I cleaned the inside of the shank and the stem with alcohol, cotton swabs and pipe cleaners. I used the drill bit from the Kleen Reem pipe reamer to clean out the airway from the mortise to the bowl. When I was finished I swabbed out the bowl with cotton swabs and alcohol and was pleased to find that the rank smell was gone. I sanded the bowl and stem with 220 grit sandpaper and a medium and fine grit sanding sponge to remove the tooth marks on the stem and scratches in the briar. I steamed the dents in the briar with a knife blade and wet cloth.

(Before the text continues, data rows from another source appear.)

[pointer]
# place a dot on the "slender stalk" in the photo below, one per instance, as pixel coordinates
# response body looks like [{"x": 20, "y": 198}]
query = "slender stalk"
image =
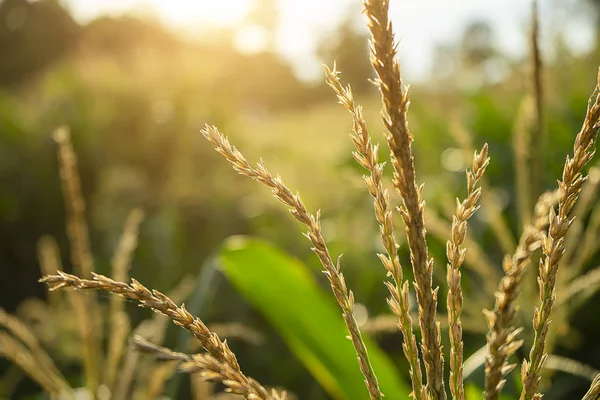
[
  {"x": 205, "y": 365},
  {"x": 88, "y": 309},
  {"x": 537, "y": 137},
  {"x": 366, "y": 155},
  {"x": 522, "y": 150},
  {"x": 119, "y": 321},
  {"x": 456, "y": 256},
  {"x": 343, "y": 296},
  {"x": 553, "y": 244},
  {"x": 594, "y": 392},
  {"x": 497, "y": 222},
  {"x": 502, "y": 334},
  {"x": 34, "y": 349},
  {"x": 395, "y": 102},
  {"x": 162, "y": 304}
]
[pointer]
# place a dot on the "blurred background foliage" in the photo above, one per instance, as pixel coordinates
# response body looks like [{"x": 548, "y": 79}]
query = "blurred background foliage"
[{"x": 135, "y": 95}]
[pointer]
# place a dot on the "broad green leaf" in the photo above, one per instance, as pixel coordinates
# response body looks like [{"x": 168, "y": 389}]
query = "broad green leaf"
[{"x": 306, "y": 317}]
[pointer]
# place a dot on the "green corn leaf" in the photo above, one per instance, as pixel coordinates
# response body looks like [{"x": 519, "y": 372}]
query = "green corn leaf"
[{"x": 305, "y": 315}]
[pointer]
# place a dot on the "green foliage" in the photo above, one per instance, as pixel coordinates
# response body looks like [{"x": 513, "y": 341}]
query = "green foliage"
[{"x": 283, "y": 289}]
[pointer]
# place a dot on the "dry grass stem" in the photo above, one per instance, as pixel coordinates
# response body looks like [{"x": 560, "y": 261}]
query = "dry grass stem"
[
  {"x": 587, "y": 245},
  {"x": 587, "y": 200},
  {"x": 502, "y": 334},
  {"x": 456, "y": 256},
  {"x": 204, "y": 365},
  {"x": 476, "y": 258},
  {"x": 497, "y": 222},
  {"x": 19, "y": 354},
  {"x": 553, "y": 244},
  {"x": 570, "y": 366},
  {"x": 395, "y": 105},
  {"x": 42, "y": 360},
  {"x": 594, "y": 391},
  {"x": 581, "y": 288},
  {"x": 366, "y": 155},
  {"x": 77, "y": 231},
  {"x": 388, "y": 323},
  {"x": 119, "y": 321},
  {"x": 344, "y": 298},
  {"x": 50, "y": 263},
  {"x": 162, "y": 304},
  {"x": 522, "y": 145}
]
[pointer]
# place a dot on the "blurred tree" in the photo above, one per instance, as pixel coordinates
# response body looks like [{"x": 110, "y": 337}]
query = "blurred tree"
[{"x": 32, "y": 35}]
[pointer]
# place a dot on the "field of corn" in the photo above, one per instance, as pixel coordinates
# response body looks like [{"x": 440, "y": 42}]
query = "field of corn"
[{"x": 444, "y": 250}]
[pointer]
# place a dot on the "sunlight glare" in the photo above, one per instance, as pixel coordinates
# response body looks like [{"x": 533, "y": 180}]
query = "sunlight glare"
[{"x": 217, "y": 12}]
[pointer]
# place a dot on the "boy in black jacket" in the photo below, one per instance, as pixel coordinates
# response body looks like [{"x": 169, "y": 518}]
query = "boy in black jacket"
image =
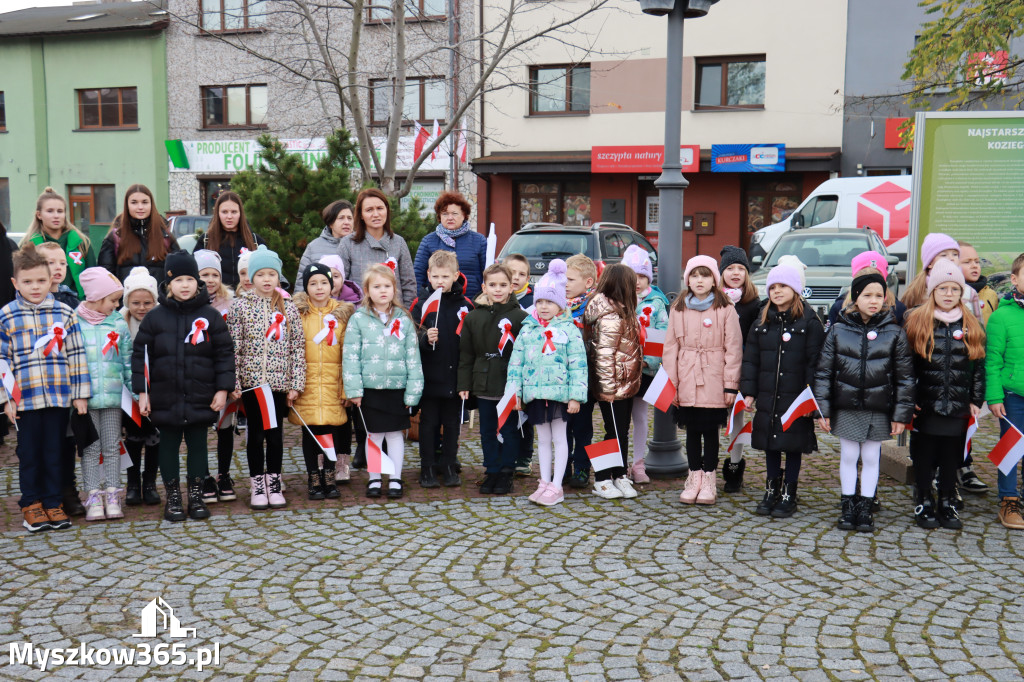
[{"x": 440, "y": 327}]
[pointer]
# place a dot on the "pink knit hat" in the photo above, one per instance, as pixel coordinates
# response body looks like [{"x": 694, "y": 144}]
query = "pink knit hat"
[
  {"x": 697, "y": 261},
  {"x": 869, "y": 259},
  {"x": 945, "y": 270},
  {"x": 97, "y": 283}
]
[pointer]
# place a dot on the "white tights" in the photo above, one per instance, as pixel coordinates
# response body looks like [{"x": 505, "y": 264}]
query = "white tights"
[
  {"x": 868, "y": 453},
  {"x": 546, "y": 433},
  {"x": 395, "y": 450},
  {"x": 639, "y": 417}
]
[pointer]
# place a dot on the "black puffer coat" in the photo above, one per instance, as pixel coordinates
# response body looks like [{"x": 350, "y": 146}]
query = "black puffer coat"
[
  {"x": 857, "y": 372},
  {"x": 183, "y": 376},
  {"x": 440, "y": 360},
  {"x": 778, "y": 363},
  {"x": 948, "y": 384}
]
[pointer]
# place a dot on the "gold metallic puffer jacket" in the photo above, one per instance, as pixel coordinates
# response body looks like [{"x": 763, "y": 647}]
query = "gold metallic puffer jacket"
[{"x": 613, "y": 351}]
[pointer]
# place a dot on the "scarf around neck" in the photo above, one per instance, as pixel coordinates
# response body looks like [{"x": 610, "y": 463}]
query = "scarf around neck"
[{"x": 450, "y": 236}]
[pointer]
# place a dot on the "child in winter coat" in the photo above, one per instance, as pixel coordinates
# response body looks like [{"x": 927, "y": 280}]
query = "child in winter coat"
[
  {"x": 614, "y": 357},
  {"x": 221, "y": 489},
  {"x": 192, "y": 369},
  {"x": 948, "y": 345},
  {"x": 139, "y": 298},
  {"x": 548, "y": 372},
  {"x": 488, "y": 334},
  {"x": 736, "y": 285},
  {"x": 864, "y": 388},
  {"x": 439, "y": 330},
  {"x": 269, "y": 350},
  {"x": 779, "y": 357},
  {"x": 702, "y": 356},
  {"x": 382, "y": 370},
  {"x": 108, "y": 350},
  {"x": 652, "y": 312},
  {"x": 321, "y": 408}
]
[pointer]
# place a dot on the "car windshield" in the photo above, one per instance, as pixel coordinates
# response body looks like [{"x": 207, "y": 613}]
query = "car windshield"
[
  {"x": 819, "y": 250},
  {"x": 549, "y": 245}
]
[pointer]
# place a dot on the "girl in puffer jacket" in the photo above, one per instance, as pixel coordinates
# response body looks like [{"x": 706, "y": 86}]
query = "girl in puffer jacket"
[
  {"x": 948, "y": 345},
  {"x": 614, "y": 356},
  {"x": 704, "y": 351},
  {"x": 864, "y": 389},
  {"x": 548, "y": 372}
]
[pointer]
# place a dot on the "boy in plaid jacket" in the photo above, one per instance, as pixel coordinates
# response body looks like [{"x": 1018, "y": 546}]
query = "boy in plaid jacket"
[{"x": 46, "y": 372}]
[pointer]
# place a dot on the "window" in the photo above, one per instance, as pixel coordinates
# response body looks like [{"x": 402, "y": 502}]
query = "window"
[
  {"x": 108, "y": 108},
  {"x": 731, "y": 82},
  {"x": 425, "y": 99},
  {"x": 559, "y": 89},
  {"x": 92, "y": 205},
  {"x": 565, "y": 203},
  {"x": 233, "y": 14},
  {"x": 380, "y": 10},
  {"x": 235, "y": 105}
]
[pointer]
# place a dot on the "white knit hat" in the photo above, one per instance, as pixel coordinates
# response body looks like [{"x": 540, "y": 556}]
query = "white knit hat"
[{"x": 139, "y": 278}]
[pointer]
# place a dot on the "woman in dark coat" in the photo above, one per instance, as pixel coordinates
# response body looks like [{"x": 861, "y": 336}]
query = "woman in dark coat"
[
  {"x": 779, "y": 357},
  {"x": 138, "y": 237}
]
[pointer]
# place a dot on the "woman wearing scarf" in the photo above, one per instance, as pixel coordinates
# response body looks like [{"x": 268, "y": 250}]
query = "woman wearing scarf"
[{"x": 454, "y": 233}]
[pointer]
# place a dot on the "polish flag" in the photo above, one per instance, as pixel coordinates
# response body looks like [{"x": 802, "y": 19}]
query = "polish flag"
[
  {"x": 130, "y": 406},
  {"x": 743, "y": 437},
  {"x": 377, "y": 461},
  {"x": 604, "y": 455},
  {"x": 229, "y": 408},
  {"x": 972, "y": 426},
  {"x": 432, "y": 304},
  {"x": 654, "y": 345},
  {"x": 803, "y": 406},
  {"x": 1009, "y": 451},
  {"x": 9, "y": 385},
  {"x": 326, "y": 441},
  {"x": 737, "y": 410},
  {"x": 266, "y": 410},
  {"x": 662, "y": 391},
  {"x": 506, "y": 406}
]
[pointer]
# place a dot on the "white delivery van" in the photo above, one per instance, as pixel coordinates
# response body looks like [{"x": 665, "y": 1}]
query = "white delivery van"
[{"x": 881, "y": 203}]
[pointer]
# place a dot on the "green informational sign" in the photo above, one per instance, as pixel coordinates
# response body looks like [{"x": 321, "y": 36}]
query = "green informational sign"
[{"x": 969, "y": 183}]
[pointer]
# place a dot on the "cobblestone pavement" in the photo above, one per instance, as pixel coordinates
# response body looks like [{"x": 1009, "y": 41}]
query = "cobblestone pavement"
[{"x": 453, "y": 586}]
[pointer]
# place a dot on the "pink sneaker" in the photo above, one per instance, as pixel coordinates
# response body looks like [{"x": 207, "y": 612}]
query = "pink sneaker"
[
  {"x": 692, "y": 487},
  {"x": 708, "y": 492},
  {"x": 552, "y": 496},
  {"x": 638, "y": 473}
]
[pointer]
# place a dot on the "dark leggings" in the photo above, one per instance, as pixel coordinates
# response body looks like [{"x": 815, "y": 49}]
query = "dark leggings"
[
  {"x": 257, "y": 434},
  {"x": 773, "y": 464},
  {"x": 170, "y": 442},
  {"x": 709, "y": 461},
  {"x": 931, "y": 452}
]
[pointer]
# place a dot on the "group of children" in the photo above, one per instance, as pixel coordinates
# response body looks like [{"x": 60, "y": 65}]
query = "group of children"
[{"x": 192, "y": 352}]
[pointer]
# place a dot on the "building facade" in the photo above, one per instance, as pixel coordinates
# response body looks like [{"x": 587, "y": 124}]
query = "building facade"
[{"x": 84, "y": 109}]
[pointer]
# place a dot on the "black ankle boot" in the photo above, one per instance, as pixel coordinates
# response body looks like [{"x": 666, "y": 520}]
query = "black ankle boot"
[
  {"x": 786, "y": 502},
  {"x": 947, "y": 514},
  {"x": 173, "y": 511},
  {"x": 924, "y": 511},
  {"x": 313, "y": 483},
  {"x": 327, "y": 481},
  {"x": 197, "y": 508},
  {"x": 848, "y": 517},
  {"x": 772, "y": 486},
  {"x": 732, "y": 474}
]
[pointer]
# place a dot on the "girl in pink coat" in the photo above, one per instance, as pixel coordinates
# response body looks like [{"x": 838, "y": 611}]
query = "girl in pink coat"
[{"x": 704, "y": 352}]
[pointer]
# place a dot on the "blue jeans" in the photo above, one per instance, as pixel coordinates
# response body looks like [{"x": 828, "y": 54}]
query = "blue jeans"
[
  {"x": 498, "y": 456},
  {"x": 1014, "y": 406}
]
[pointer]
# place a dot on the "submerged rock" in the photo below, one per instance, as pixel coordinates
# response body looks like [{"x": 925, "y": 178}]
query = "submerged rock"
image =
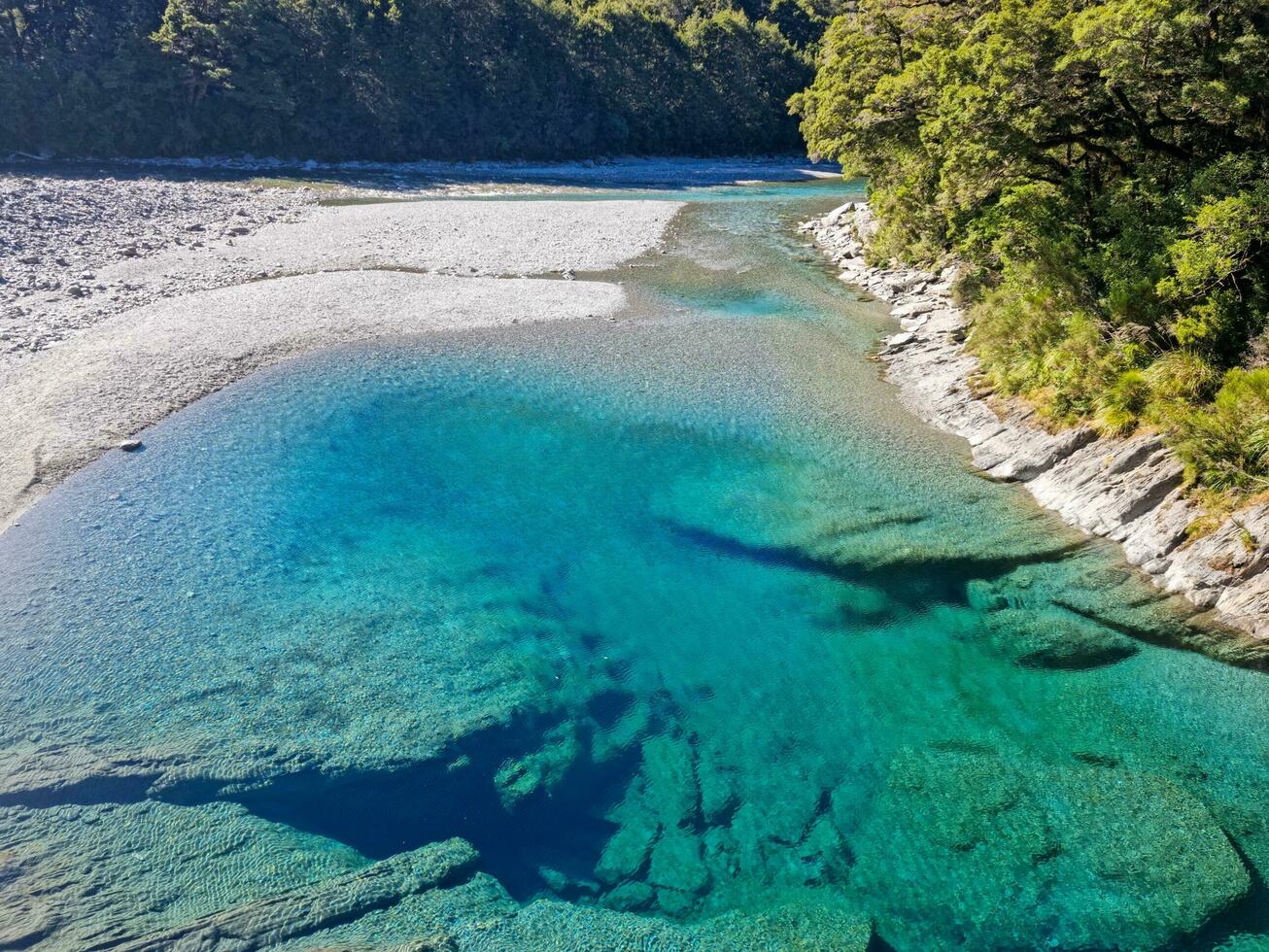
[
  {"x": 314, "y": 907},
  {"x": 676, "y": 862},
  {"x": 629, "y": 849},
  {"x": 970, "y": 851},
  {"x": 670, "y": 781},
  {"x": 1056, "y": 638}
]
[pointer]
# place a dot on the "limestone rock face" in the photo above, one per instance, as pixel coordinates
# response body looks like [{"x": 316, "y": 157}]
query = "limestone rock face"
[
  {"x": 1040, "y": 856},
  {"x": 1123, "y": 489}
]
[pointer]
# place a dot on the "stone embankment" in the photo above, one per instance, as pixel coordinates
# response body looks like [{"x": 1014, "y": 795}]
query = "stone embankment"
[{"x": 1128, "y": 489}]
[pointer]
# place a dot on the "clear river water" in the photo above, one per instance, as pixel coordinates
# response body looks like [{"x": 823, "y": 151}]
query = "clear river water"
[{"x": 681, "y": 621}]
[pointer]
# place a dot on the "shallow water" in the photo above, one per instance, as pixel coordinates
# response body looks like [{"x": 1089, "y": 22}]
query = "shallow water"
[{"x": 680, "y": 621}]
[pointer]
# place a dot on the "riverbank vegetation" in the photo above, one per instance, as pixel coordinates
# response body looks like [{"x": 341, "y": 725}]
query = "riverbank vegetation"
[
  {"x": 405, "y": 79},
  {"x": 1102, "y": 169}
]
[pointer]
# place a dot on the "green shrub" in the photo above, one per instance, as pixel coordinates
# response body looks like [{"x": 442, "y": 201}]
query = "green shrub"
[{"x": 1226, "y": 443}]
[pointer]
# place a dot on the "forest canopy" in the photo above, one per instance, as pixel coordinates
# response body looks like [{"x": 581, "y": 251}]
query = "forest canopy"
[
  {"x": 1102, "y": 170},
  {"x": 405, "y": 79}
]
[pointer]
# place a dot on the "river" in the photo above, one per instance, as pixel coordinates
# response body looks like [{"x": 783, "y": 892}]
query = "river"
[{"x": 680, "y": 620}]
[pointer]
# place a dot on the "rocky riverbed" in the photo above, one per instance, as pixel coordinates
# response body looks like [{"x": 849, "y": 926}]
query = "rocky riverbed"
[
  {"x": 1128, "y": 489},
  {"x": 131, "y": 298}
]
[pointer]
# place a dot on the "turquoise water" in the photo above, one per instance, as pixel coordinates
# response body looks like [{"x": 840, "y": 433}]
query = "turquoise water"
[{"x": 692, "y": 632}]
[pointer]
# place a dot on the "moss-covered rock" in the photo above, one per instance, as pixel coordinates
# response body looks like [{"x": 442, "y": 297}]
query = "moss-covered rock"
[
  {"x": 1054, "y": 637},
  {"x": 970, "y": 851},
  {"x": 629, "y": 849},
  {"x": 670, "y": 781},
  {"x": 676, "y": 862}
]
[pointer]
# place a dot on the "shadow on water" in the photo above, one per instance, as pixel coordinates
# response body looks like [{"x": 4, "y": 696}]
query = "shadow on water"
[{"x": 548, "y": 839}]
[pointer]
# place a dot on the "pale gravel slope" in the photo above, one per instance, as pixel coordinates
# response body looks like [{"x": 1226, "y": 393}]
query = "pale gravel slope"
[
  {"x": 65, "y": 406},
  {"x": 475, "y": 238}
]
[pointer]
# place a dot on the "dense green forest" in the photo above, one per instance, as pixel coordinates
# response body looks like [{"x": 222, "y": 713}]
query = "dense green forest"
[
  {"x": 405, "y": 79},
  {"x": 1102, "y": 169}
]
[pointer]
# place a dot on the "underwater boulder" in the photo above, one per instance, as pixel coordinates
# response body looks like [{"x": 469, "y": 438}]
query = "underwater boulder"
[
  {"x": 676, "y": 862},
  {"x": 717, "y": 791},
  {"x": 967, "y": 851},
  {"x": 670, "y": 781},
  {"x": 629, "y": 849},
  {"x": 1056, "y": 638}
]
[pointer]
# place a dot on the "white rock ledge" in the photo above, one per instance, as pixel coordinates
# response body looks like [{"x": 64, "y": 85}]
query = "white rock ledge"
[{"x": 1124, "y": 489}]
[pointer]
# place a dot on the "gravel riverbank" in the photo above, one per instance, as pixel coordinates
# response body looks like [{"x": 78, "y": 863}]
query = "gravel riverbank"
[
  {"x": 86, "y": 371},
  {"x": 1126, "y": 489}
]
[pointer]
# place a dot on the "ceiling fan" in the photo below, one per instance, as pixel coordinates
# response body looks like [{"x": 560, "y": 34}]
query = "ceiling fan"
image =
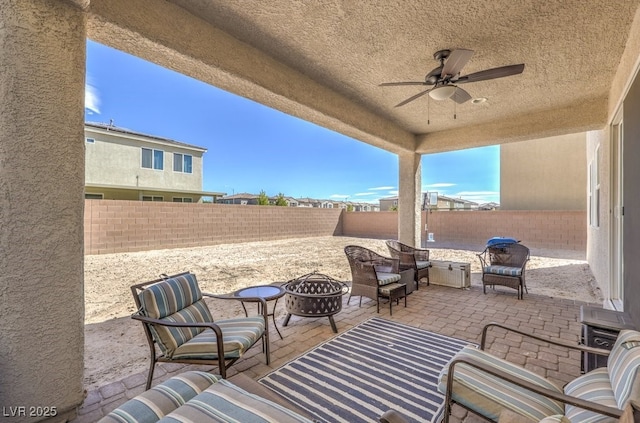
[{"x": 446, "y": 77}]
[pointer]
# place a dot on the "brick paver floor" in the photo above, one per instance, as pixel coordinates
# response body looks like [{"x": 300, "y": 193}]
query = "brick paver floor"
[{"x": 449, "y": 311}]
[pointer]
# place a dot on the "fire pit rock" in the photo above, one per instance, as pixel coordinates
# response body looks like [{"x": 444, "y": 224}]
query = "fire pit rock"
[{"x": 314, "y": 295}]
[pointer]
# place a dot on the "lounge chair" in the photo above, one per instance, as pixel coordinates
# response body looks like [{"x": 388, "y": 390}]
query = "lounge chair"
[
  {"x": 411, "y": 258},
  {"x": 489, "y": 386},
  {"x": 376, "y": 276},
  {"x": 176, "y": 318}
]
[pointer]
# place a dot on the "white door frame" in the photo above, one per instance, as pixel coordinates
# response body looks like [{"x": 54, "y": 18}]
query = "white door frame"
[{"x": 616, "y": 266}]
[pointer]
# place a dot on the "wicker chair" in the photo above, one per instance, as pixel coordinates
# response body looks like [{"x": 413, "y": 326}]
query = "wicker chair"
[
  {"x": 375, "y": 276},
  {"x": 504, "y": 264},
  {"x": 411, "y": 258},
  {"x": 176, "y": 319}
]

I sanded the stem with micromesh sanding pads – wet sanding with 1500-2400 grit pads and dry sanding with 3200-12000 grit pads. I rubbed the stem down with Obsidian Oil between each grit and then continued sanding until I had worked through the lot of pads.
I wiped the bowl down with a light coat of olive oil and then sanded it with 1500-2400 grit micromesh pads and then continued through the rest of the grits of pads. I continued to polish the bowl with the remaining grits of micromesh.
I buffed the pipe with Blue Diamond polish on the wheel and then gave it several coats of carnauba wax. I buffed it with a clean flannel buff and then hand buffed it with a microfibre cloth. The finished pipe is shown in the photos below. It came out well for a pipe that potentially was made 108 years ago. Thanks for looking.